The CDC defines moderate transmission as less than 50 new cases per 100,000 people over seven days. To achieve low transmission, that number needs to sit at less than 10 new cases per 100,000 people over seven days.

"The COVID impact is still taking a horrendous toll on Americans," said Dr. David Weber, UNC Pediatrics & Epidemiology Professor. "We should continue to stay masked until the rates have dropped at least into the CDC's lowest one to two categories in part because we need to protect the other people around us."

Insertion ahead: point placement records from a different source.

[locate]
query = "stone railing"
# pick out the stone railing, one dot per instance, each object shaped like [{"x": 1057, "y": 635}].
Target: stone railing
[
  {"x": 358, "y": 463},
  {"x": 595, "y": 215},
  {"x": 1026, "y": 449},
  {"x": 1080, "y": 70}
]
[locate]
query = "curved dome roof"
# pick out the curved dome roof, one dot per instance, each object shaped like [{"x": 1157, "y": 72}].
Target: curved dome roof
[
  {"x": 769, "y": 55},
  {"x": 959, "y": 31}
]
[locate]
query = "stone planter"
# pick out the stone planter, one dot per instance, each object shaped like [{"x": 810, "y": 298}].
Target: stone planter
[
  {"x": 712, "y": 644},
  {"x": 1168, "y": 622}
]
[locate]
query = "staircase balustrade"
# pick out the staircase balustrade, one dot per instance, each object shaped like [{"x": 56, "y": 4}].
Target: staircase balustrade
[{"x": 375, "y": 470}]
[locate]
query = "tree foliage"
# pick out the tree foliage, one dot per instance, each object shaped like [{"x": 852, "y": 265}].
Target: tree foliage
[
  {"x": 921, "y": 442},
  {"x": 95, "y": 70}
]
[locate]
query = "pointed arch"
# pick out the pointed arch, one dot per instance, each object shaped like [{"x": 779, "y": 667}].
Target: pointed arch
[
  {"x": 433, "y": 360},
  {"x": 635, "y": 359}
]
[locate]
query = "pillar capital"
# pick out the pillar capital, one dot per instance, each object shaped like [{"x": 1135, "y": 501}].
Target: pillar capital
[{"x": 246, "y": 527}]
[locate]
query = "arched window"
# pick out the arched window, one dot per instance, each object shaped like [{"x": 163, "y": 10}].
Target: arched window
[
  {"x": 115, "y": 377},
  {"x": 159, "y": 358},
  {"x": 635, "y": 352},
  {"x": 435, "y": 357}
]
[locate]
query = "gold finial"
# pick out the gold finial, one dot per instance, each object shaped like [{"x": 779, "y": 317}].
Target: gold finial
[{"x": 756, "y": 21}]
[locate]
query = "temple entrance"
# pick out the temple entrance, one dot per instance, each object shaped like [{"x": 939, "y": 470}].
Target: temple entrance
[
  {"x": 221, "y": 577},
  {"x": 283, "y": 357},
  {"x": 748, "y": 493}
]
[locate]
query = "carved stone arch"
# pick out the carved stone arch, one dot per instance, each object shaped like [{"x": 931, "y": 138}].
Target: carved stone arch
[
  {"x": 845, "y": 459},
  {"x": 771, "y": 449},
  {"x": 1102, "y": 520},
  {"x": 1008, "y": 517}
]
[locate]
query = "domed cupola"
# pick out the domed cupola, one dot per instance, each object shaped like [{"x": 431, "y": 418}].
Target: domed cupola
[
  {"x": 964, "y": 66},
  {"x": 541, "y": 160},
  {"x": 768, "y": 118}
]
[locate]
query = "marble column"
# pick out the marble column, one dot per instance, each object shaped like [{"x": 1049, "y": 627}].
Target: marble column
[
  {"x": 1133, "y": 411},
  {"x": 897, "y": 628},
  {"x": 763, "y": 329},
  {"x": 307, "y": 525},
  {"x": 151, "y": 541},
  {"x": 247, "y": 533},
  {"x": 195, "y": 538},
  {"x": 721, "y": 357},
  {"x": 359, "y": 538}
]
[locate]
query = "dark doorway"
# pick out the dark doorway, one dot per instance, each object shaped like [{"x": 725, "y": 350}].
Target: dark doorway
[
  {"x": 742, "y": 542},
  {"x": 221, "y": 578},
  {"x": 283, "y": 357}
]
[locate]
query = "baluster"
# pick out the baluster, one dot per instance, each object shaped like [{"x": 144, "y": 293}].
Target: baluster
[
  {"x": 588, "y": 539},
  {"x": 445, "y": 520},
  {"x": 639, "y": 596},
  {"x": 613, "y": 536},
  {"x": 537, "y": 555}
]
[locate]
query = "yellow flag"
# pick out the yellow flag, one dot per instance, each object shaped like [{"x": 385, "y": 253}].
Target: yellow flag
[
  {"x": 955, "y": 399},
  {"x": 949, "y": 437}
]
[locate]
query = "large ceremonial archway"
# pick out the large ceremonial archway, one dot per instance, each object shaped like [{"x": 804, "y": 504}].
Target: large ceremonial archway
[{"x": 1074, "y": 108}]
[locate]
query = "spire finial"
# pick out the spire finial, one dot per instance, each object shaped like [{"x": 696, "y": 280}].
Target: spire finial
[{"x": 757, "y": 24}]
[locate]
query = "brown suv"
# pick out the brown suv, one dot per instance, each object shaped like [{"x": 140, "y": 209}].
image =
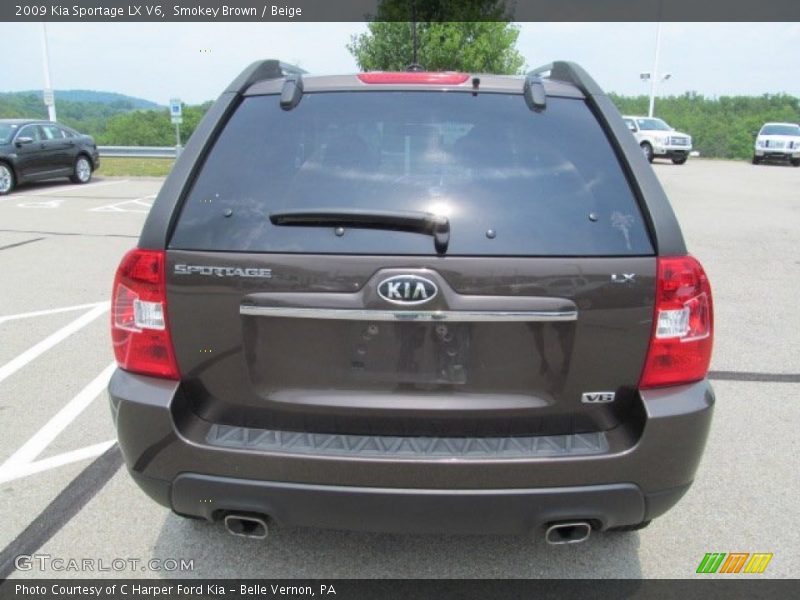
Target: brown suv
[{"x": 424, "y": 302}]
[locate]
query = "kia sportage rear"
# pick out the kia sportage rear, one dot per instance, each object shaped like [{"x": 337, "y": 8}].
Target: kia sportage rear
[{"x": 422, "y": 302}]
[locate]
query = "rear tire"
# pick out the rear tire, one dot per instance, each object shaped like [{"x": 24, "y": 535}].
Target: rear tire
[
  {"x": 7, "y": 179},
  {"x": 82, "y": 171},
  {"x": 648, "y": 151},
  {"x": 637, "y": 527}
]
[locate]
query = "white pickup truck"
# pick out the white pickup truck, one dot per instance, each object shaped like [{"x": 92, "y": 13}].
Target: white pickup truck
[
  {"x": 778, "y": 141},
  {"x": 659, "y": 140}
]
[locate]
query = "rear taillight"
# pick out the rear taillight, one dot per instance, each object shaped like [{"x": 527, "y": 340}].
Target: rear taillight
[
  {"x": 414, "y": 77},
  {"x": 139, "y": 325},
  {"x": 683, "y": 328}
]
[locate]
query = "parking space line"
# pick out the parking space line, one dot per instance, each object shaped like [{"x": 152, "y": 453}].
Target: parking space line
[
  {"x": 136, "y": 205},
  {"x": 33, "y": 352},
  {"x": 13, "y": 472},
  {"x": 64, "y": 507},
  {"x": 28, "y": 452},
  {"x": 49, "y": 311}
]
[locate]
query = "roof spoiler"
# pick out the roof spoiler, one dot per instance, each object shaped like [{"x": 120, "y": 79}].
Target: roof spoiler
[
  {"x": 263, "y": 70},
  {"x": 569, "y": 72}
]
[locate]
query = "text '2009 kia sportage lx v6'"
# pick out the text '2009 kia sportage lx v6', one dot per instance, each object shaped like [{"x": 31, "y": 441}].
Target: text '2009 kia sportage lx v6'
[{"x": 423, "y": 302}]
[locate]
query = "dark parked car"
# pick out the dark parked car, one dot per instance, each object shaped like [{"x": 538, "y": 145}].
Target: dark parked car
[
  {"x": 38, "y": 150},
  {"x": 424, "y": 302}
]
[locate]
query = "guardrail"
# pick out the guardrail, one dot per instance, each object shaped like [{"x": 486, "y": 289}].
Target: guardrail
[{"x": 139, "y": 151}]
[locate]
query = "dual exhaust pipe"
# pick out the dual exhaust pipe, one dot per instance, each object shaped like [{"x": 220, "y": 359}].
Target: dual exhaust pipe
[
  {"x": 567, "y": 533},
  {"x": 247, "y": 525},
  {"x": 255, "y": 527}
]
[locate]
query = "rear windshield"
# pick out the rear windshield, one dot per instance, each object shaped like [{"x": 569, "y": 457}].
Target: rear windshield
[{"x": 511, "y": 181}]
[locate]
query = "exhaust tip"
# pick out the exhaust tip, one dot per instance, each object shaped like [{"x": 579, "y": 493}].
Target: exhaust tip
[
  {"x": 568, "y": 533},
  {"x": 248, "y": 526}
]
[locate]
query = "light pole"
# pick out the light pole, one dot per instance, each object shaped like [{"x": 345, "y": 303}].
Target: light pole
[
  {"x": 653, "y": 76},
  {"x": 49, "y": 96}
]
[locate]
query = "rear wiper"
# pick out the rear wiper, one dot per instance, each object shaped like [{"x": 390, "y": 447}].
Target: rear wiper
[{"x": 415, "y": 221}]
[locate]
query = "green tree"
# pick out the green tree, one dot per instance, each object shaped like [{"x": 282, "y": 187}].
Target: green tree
[{"x": 471, "y": 46}]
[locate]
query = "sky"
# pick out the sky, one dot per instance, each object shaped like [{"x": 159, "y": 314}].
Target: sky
[{"x": 196, "y": 61}]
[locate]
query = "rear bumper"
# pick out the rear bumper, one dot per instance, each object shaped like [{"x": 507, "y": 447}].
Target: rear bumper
[{"x": 630, "y": 479}]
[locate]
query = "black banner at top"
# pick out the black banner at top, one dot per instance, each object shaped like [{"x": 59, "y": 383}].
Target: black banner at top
[{"x": 398, "y": 10}]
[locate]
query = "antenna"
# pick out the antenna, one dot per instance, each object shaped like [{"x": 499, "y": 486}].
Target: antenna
[{"x": 414, "y": 66}]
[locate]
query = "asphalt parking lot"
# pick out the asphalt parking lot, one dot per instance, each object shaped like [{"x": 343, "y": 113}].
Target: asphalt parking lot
[{"x": 59, "y": 248}]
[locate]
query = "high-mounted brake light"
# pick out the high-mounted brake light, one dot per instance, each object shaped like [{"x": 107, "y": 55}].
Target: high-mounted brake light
[
  {"x": 421, "y": 77},
  {"x": 683, "y": 328},
  {"x": 139, "y": 326}
]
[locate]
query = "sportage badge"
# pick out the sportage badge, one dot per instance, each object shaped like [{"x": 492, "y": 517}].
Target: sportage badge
[{"x": 407, "y": 289}]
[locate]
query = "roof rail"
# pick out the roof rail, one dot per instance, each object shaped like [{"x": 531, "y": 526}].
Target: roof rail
[
  {"x": 262, "y": 70},
  {"x": 569, "y": 72}
]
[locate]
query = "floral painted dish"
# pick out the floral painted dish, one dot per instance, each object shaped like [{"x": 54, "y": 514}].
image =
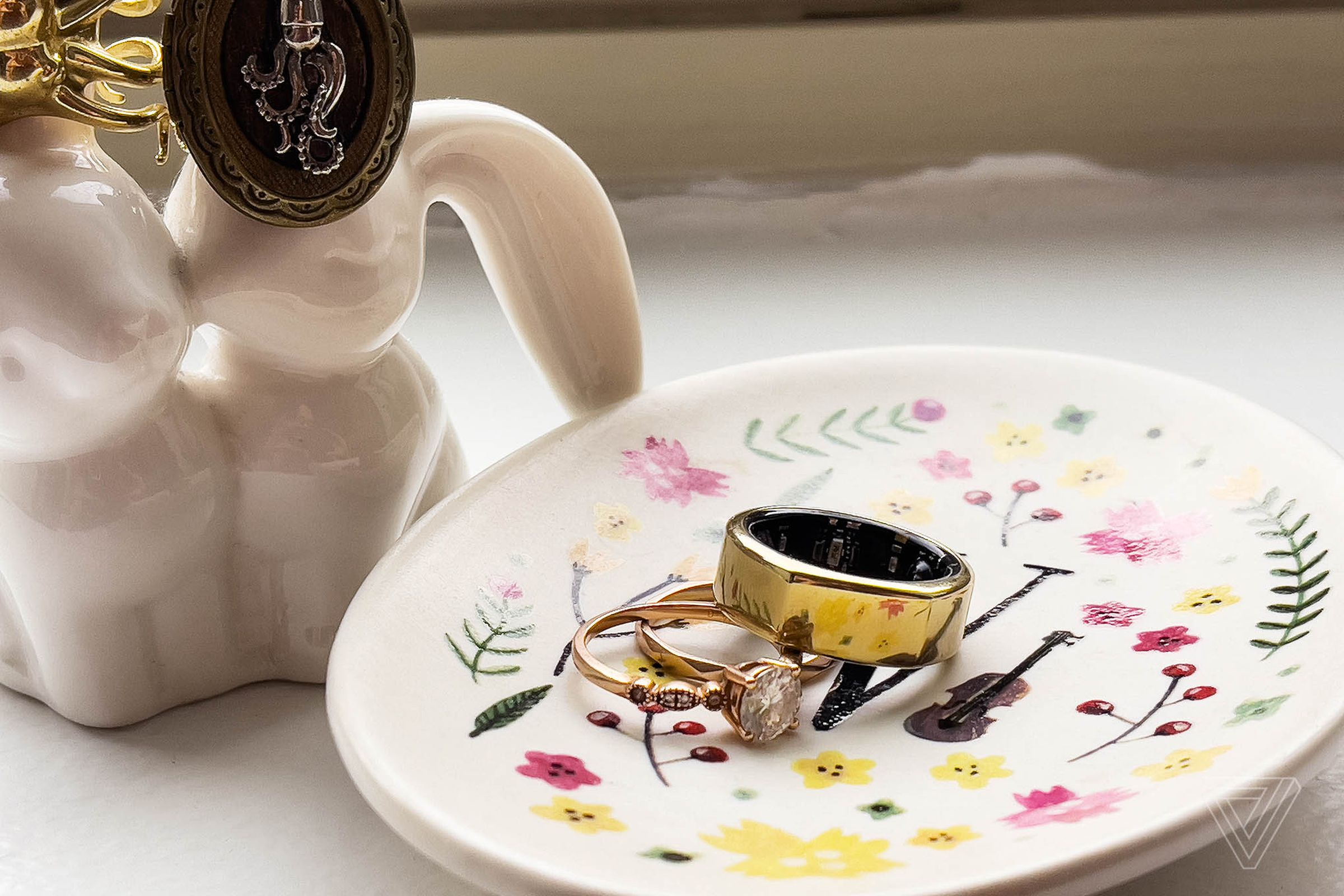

At BREW coffee in Cary, manager Tyler Montague said he is looking at what to do about the changed mask mandate to figure out what's best for him and his staff going forward

"The slow process of restarting back up and as people slowly got back out and it was one of those things where we had to start back over," Montague said. ""People didn't want to go out, people didn't want to sit in, people were concerned about certain things. We are very much a staff-first business, we care about everyone. We want to accommodate everyone as best as we can and make sure everyone is as comfortable as possible."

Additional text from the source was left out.